In memoriam.- Claude Criscuolo s’est éteint samedi 23 janvier dernier, à 79 ans, victime de la Covid-19. Cette figure de la nuit marseillaise était le fils de Vincent qui, au lendemain de la Seconde Guerre mondiale, avait fondé la pizzéria éponyme dans le quartier des Cinq Avenues à Marseille. Claude avait pris la succession de son père en 1977 transformant ce restaurant de quartier populaire en rendez-vous du Tout-Marseille où comédiens, chanteurs et politiques se pressaient. Les années 70 et 80 marqueront son heure de gloire, les stars de l’OM, Johnny Hallyday et autres chanteurs qui venaient de se produire sur scène, rejoignaient la pizzéria pour y dîner et festoyer jusqu’à très tôt le lendemain matin… Claude avait quitté le restaurant en 2003 pour se consacrer à bien d’autres passions. Linda, sa veuve, ses enfants Isabelle, Marie, Thomas et Stéphane ainsi que tous ses proches pleurent aujourd’hui la dernière “figure” de Marseille.

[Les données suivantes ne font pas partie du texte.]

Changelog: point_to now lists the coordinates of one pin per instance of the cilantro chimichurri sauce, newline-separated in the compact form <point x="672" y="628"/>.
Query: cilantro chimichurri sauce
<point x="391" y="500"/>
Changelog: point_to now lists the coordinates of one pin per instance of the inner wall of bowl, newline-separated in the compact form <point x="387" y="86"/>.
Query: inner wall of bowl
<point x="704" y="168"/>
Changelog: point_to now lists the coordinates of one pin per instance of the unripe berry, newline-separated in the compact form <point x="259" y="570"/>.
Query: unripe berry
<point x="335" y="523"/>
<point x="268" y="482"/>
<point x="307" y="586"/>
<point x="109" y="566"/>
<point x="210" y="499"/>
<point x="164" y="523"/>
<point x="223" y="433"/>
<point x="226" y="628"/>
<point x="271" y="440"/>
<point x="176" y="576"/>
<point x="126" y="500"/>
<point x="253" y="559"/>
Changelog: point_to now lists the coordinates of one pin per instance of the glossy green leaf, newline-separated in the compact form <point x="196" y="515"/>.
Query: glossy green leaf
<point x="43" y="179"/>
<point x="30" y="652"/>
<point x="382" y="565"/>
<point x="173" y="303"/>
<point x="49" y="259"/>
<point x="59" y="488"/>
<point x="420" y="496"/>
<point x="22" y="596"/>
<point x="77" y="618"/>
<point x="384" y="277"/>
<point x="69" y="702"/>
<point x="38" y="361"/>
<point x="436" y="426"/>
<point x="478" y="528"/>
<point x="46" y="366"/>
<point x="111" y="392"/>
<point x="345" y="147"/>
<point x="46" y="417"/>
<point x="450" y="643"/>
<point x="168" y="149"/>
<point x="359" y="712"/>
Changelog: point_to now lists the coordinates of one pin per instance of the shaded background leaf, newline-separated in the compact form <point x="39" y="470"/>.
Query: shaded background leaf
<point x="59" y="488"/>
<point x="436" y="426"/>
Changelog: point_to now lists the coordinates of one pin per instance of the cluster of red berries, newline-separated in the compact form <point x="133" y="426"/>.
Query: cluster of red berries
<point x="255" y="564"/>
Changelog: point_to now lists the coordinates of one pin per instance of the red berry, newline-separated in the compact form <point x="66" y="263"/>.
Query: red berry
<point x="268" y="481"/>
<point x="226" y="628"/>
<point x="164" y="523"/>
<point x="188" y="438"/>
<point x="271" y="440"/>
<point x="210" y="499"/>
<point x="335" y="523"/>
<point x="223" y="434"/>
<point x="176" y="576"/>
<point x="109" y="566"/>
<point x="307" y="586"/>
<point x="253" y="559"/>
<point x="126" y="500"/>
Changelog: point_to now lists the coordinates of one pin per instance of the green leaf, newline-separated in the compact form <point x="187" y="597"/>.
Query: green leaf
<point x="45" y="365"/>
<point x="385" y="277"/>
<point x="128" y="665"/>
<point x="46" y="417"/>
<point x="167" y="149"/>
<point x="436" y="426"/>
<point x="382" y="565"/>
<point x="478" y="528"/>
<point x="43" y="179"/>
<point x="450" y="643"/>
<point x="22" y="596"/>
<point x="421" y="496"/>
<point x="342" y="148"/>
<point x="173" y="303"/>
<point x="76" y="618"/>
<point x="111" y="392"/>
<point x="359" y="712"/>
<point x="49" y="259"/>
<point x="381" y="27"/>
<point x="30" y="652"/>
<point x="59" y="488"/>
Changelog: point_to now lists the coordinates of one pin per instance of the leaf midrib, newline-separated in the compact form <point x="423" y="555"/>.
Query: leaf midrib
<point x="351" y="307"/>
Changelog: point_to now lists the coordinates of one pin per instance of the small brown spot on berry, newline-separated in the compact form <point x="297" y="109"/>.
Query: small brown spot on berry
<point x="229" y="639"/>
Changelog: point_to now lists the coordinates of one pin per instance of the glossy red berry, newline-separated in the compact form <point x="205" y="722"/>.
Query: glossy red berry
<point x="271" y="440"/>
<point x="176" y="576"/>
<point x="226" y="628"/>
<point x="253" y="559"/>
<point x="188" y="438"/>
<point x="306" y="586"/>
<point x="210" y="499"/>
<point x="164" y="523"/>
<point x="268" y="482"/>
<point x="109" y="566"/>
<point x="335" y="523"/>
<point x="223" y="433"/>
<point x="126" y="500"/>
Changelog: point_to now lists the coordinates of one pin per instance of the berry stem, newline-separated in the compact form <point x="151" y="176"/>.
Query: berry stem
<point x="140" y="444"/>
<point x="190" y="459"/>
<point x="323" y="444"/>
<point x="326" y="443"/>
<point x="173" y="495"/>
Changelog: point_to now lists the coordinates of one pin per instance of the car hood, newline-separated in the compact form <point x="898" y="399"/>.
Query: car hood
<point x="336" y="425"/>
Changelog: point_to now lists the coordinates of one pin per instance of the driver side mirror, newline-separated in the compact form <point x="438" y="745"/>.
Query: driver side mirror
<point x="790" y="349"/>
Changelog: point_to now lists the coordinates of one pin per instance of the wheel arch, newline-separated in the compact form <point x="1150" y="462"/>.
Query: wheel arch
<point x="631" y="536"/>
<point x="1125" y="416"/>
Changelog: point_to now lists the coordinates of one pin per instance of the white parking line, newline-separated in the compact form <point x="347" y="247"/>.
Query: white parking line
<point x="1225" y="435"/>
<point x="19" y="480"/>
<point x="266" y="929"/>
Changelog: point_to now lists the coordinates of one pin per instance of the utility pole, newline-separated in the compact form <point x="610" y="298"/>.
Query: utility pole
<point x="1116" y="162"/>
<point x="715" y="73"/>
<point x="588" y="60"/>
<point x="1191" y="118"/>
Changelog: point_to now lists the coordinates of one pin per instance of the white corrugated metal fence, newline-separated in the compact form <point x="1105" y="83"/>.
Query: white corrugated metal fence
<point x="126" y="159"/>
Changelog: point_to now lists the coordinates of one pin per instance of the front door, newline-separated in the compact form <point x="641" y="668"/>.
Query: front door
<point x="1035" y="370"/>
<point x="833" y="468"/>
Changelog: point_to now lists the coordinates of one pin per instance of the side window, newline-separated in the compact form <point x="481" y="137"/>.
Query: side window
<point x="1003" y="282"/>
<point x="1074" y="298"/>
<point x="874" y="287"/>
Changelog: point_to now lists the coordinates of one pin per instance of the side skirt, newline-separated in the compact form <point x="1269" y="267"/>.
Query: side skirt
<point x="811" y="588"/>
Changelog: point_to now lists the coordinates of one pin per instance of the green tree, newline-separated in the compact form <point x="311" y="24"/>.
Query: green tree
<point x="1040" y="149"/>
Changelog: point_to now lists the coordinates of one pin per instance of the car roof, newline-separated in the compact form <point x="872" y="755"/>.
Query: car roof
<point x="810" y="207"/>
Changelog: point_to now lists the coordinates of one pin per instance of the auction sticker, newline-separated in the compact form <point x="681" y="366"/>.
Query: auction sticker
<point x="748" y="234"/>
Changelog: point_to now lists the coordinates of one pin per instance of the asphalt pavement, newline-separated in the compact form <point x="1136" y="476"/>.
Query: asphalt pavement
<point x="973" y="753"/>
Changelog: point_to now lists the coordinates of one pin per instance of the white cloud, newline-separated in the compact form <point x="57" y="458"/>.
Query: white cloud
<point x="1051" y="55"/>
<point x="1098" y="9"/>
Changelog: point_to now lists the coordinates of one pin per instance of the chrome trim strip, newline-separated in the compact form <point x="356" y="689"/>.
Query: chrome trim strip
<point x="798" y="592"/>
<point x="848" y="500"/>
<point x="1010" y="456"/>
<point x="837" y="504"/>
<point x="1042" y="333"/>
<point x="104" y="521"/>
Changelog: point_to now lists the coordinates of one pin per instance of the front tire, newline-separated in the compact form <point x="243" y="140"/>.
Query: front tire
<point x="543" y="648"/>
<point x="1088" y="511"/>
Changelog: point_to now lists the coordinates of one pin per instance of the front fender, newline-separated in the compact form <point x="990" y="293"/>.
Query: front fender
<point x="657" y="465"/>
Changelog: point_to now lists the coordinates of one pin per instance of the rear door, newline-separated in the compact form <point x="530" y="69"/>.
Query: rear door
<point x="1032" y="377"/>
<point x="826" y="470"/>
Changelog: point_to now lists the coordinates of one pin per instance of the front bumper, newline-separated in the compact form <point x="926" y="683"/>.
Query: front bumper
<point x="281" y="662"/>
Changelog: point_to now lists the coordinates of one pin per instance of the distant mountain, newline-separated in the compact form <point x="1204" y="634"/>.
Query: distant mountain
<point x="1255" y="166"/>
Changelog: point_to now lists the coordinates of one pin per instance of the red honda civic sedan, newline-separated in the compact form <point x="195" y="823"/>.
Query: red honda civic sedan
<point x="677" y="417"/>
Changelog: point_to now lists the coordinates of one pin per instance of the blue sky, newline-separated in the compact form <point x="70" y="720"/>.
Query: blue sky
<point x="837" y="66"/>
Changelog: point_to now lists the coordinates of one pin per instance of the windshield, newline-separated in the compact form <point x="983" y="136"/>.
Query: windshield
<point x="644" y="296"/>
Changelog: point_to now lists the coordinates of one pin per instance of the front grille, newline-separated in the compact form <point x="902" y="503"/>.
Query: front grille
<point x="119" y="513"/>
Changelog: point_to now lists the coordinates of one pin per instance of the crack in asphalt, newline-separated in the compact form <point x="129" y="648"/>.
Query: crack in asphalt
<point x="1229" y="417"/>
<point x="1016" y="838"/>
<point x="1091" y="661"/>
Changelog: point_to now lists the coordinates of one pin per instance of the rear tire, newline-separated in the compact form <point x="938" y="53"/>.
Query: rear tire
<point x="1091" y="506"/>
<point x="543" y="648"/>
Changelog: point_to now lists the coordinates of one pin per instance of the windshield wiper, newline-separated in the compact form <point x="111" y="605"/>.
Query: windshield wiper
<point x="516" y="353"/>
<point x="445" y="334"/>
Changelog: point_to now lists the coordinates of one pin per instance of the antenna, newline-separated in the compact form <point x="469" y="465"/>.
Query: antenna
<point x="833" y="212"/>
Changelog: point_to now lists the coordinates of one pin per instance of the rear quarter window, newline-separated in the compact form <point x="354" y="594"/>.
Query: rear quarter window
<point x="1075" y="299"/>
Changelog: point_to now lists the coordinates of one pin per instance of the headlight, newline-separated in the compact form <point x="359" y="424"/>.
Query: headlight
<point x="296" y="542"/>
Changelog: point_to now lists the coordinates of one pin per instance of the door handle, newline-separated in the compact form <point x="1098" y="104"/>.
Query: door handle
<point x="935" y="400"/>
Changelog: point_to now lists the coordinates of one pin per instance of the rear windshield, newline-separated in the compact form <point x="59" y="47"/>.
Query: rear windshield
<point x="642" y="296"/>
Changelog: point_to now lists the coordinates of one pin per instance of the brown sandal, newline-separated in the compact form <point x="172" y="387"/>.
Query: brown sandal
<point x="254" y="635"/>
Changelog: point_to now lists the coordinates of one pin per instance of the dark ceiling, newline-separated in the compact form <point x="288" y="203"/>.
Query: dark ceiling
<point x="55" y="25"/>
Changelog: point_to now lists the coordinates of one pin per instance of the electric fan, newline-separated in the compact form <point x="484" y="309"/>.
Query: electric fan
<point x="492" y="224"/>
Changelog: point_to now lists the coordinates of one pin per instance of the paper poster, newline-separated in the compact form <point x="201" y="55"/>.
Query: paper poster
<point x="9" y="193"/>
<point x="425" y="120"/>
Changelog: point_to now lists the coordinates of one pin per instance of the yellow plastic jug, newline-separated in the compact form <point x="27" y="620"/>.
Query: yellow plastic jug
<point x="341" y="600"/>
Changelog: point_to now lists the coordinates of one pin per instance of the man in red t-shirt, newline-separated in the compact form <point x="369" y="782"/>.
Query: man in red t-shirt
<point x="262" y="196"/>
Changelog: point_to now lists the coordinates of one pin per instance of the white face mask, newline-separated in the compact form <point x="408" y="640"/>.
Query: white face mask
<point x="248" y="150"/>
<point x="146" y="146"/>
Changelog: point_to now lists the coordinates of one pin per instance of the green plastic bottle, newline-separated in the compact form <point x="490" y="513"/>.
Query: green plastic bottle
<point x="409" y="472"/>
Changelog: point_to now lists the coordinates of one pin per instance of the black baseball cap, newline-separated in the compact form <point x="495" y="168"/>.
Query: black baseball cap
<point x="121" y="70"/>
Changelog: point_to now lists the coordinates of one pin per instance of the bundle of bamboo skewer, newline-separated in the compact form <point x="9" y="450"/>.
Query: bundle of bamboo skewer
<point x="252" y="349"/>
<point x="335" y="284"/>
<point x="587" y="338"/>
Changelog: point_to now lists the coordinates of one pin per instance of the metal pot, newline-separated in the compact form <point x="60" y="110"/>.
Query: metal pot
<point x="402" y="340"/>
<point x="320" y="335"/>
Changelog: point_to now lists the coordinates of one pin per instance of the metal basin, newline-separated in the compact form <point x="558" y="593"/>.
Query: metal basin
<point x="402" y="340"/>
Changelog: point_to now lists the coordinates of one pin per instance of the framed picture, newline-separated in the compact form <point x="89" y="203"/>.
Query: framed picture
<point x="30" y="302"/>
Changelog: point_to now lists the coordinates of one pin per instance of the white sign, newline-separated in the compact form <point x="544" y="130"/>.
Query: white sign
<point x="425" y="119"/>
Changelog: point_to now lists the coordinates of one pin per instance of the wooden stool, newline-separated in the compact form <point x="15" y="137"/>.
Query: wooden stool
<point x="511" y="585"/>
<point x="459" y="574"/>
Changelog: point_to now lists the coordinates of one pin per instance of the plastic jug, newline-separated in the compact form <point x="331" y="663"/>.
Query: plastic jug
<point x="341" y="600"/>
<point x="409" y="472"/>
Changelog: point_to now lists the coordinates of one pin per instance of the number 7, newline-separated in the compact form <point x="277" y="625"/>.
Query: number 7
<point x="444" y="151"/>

Terre Blanche annonce la nomination de Christophe Schmitt au poste de chef des cuisines.- Le Resort de Terre Blanche Hotel Spa Golf Resort 5 étoiles, a nommé Christophe Schmitt au poste de chef pour prendre les rênes des différents restaurants, dont Le Faventia, étoilé au guide Michelin (le guide rigolo qui décerne des étoiles aux restaurants fermés). Christophe Schmitt succèdera ainsi au Chef étoilé et meilleur ouvrier de France, Philippe Jourdin, qui prend sa retraite et dont il était le second, pour perpétuer une cuisine aux saveurs du Sud. Dans la continuité de cette philosophie qui allie tradition et touches innovantes, Christophe Schmitt proposera une cuisiné axée sur les meilleurs produits locaux rendant hommage au terroir. “C’est un honneur pour moi et un très grand défi de succéder à Philippe Jourdin. A Terre Blanche, ce Mof a marqué l’histoire de la gastronomie, et il m’a aussi beaucoup appris. C’est avec beaucoup d’émotion que je lui succède aujourd’hui, plus que jamais conscient des responsabilités qu’il me lègue” a déclaré Christophe Schmitt.